NEW YORK – The first major pay-per-view fight I ever covered in my new role as boxing beat writer at the Los Angeles Times was the massive Oscar De La Hoya-Floyd Mayweather Jnr showdown that became the richest pay-per-view of all time.
It was like walking into a Hollywood film scene. The A-list star power taking their ringside seats. The buildup to weeks of hype. The consequences of the outcome.
Just then, I glanced a few rows ahead of me to see the broadcast legend, HBO’s Jim Lampley, taking his seat alongside Larry Merchant. He looked back at us writers, we locked eyes, and even though we didn’t know each other beyond me following his glorious work, he nodded and smiled, as if welcoming me to the club.
A few years later, Lampley was speaking at the annual Boxing Writers Association of America awards dinner, and he was referencing his deep affinity for quality boxing writing and his willingness to pore over the selected dispatches from writers from coast to coast.
“From the time Dan Rafael files his notebook from the East Coast in the morning until Lance Pugmire delivers his breaking news from California at night, America’s boxing writers are dedicated to informing the public about everything happening in this sport in magnificent prose,” Lampley said on the dais.
It stopped me in my tracks. Not only did Lampley know me, he showed what has made him a broadcast legend.
He notices everything. And if he doesn’t know something, he learns.
After nearly eight years away from the play-by-play microphone, Lampley, 75, returns Friday night on DAZN, calling the Times Square tripleheader of fights that feature Ryan Garcia, Devin Haney and Teofimo Lopez, with the assistance of former world champion Antonio Tarver and my former colleague at The Athletic, Mike Coppinger.
I unabashedly could not be happier for Jim, as he moves on from our two years together participating in the live chats with viewers on PPV.com.
That union began innocently when Lampley, feeling distanced by the sport, picked up the phone during the 2023 Terence Crawford-Errol Spence Jnr fight week and asked me how it was going, among my media peers and in my new side career as a real estate agent.
He told a riveting story of how one purchase of a New York apartment years ago set up several other housing transactions, including his new home in North Carolina.
Fascinated by the tale, I made it the lead story of my real estate newsletter, prompting a call a few days later from my PPV.com boss, Dale Hopkins.
“You know Jim Lampley?” Hopkins asked. “Do you think he’ll come work for us?”
“I can ask him,” I replied.
The opportunity to speak live with readers during big fights is something I love, and Lampley said he’d be up for it, too, both heightening the credibility and the intelligence of what we were doing.
While many in the chat wanted to hear Lampley’s play-by-play voice on the action, his ability to interact directly and entertain us all with unforgettable stories of fight weeks’ past made for a pleasing experience.

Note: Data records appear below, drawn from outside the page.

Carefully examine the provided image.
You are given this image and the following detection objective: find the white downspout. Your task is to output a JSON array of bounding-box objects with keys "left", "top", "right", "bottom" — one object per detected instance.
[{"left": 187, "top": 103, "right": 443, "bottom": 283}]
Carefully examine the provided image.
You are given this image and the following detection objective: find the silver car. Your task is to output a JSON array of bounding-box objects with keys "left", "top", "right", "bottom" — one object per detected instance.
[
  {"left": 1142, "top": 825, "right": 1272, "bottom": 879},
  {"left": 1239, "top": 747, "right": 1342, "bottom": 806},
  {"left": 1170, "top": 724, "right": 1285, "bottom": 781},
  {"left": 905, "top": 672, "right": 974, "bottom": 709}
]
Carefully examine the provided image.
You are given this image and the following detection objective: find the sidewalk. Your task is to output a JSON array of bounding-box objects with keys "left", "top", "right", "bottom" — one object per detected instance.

Lampley enhanced the chats by engaging in revealing sit-down interviews with fighters he’d either never or barely covered while with HBO, including Gervonta “Tank” Davis, Terence Crawford, David Benavidez, Jesse “Bam” Rodriguez, Ryan Garcia and Israil Madrimov, whom Lampley got to confirm the pronunciation of his last name as “Ma-Dream-ov,” something many of us failed to take notice of.
The respect those fighters showed was immense, Benavidez saying he longed for Lampley to call one of his fights.
Typing wasn’t Lampley’s forte. Even though we retained an assistant to dictate his verbalized thoughts on the chat for a while, a few lost meanings convinced the perfectionist of English language to input the words himself, which would include pre-fight written breakdowns and responses to those in the chat wondering what he thought of the fight and the sport.
There were times, however, particularly in our most recent March 1 coverage of the Davis-Lamont Roach Jnr lightweight title bout at Barclays Center in Brooklyn, when Lampley couldn’t help himself.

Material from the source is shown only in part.